卫九兰一语不发,给他斟了满满一盏子冷酒。秦瑞安在一张空凳上坐下,也不说话,端起盏子仰脖一饮而尽。
“累了你啊,瑞安。”端木长东给他递过一双筷子,“吃饱了再说。”
“我跟她跟到第一只狸猫的桥边,”秦瑞安吃了一箸豆腐皮、两箸牛肉、一箸笋干,又喝下一盏酒,开始说道,“看着她上了桥。刚要跟上去,被我们安插在这里的一个兄弟拦住了。
他告诉我说,天台派严道因的大儿子严昌达到了苏州,钱芬从天麓门逃出后,就同他做了一路。
我问他,知不知道严昌达来苏州做甚。他说不是很清楚,但是吉熙教和扫帚帮也派了一些人到了这里。”
“所以……”见秦瑞安止住话头又开始吃菜,冯天一插上一句道,“你们知道昨天夜里他们要在半路截杀向明?”
秦瑞安吞了半盏酒,刚要答话,却见卫九兰冲他微微一笑,便住了嘴,继续吃菜。
“我看……”端木长东也微微一笑道,“只怕便是天马门的耳目把向明的消息透露给他们的。”
卫九兰伸过手来,捏了捏端木长东的手。
“噢……”冯天一拍了拍自己的前额,“天台派连同吉熙教和扫帚帮来到这里,无非也就是要拉拢岁旦阁。他们知道向明也要干这个事,索性半路里把他除掉。”

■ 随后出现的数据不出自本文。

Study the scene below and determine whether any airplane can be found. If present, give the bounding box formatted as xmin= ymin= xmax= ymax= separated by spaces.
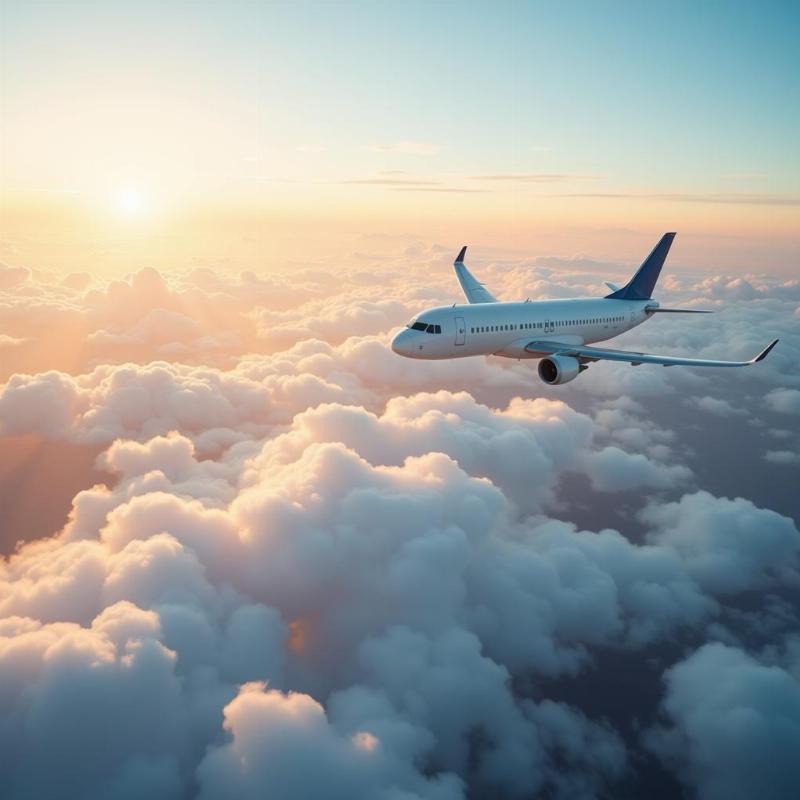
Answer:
xmin=392 ymin=232 xmax=778 ymax=385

“只是……”端木长东垂下眉眼,“这个人被我除掉了……”
“长东,”卫九兰说道,“我们接下来该怎么办?”
“一个,”端木长东沉吟片刻,开口说道,“我们要保护沈协理不被封阁主他们胁迫;二个,虽然向明已死,但我们仍要阻拦向非、还有严昌达同封阁主会面拉拢他。”
“师父,”冯天一说道,“我们只有四个人,如何办到这两件事?”
“我们是只有四个人,”端木长东正色说道,“不过,沈协理在岁旦阁也有他自己的人。眼下……”
“眼下先去‘周家老酒’,把严昌达到苏州的事传给沈协理。”秦瑞安忽然插上话来说道。
“说得对,”端木长东缓缓的说道,“看沈协理作何理会。天一,你清点一下我们的短兵刃和暗器。”
诸事商议毕,冯天一和秦瑞安回了他们的客房,卫九兰则留在端木长东房中收拾碗碟。
端木长东长出了一口气,刹那间,他忽然感觉肋下被刘斯刺过的伤口钻心一般的痛,痛得他一阵眩晕,险些跌倒。
“长东!”卫九兰见状,慌忙撇下碗碟,上前扶住端木长东,“怎么了?我去叫瑞安和天一过来!”
“别!啊……”端木长东抬手止住卫九兰,“不妨事,伤口没好,总是会痛的。”
说着话,他伸手拿过一个酒瓶,轻轻晃了晃,察觉里面仍有小半瓶酒,便搁到唇边,仰脖要喝。
“你还喝!”卫九兰劈手把酒瓶夺了过来,残酒淋淋漓漓洒了他们二人一身。
“喝足了酒,伤口就不疼了。”端木长东瞧着卫九兰浅浅笑道,“我一会儿还得去对面通知消息呢。”
“你是真的伤昏头啦!你不睡觉,他们也不睡觉啊?”
“那里既然是一个通消息的地方,”端木长东定了定神,站起身来,解开上衣去查看肋下的伤口,“就必定会有人整夜不睡。何况,眼下沈协理的处境跟我们一样的不妙,有了消息,还是赶早通知他们为好。”
“那你的伤……”
“不打紧,我若有事挂在心里,便感觉不到疼了。”端木长东冲卫九兰淡淡一笑,伸手抚了抚她的脸颊。
“那我跟你一块儿去!”卫九兰替端木长东把雁翎刀背在背上,又把自己镖囊里的暗器通通倒在了端木长东的镖囊里。
“别。你留在这儿,客店里若有事,还得你这个师母拿主意呢!”
霎时间,卫九兰瞪了端木长东一眼,随即微微低下头,面颊上的潮红一直涨到了锁骨处……
“我走了!你歇着。”端木长东扣好镖囊,拿起另一个未喝完的酒瓶,把残酒一饮而尽,迈步走出了客房。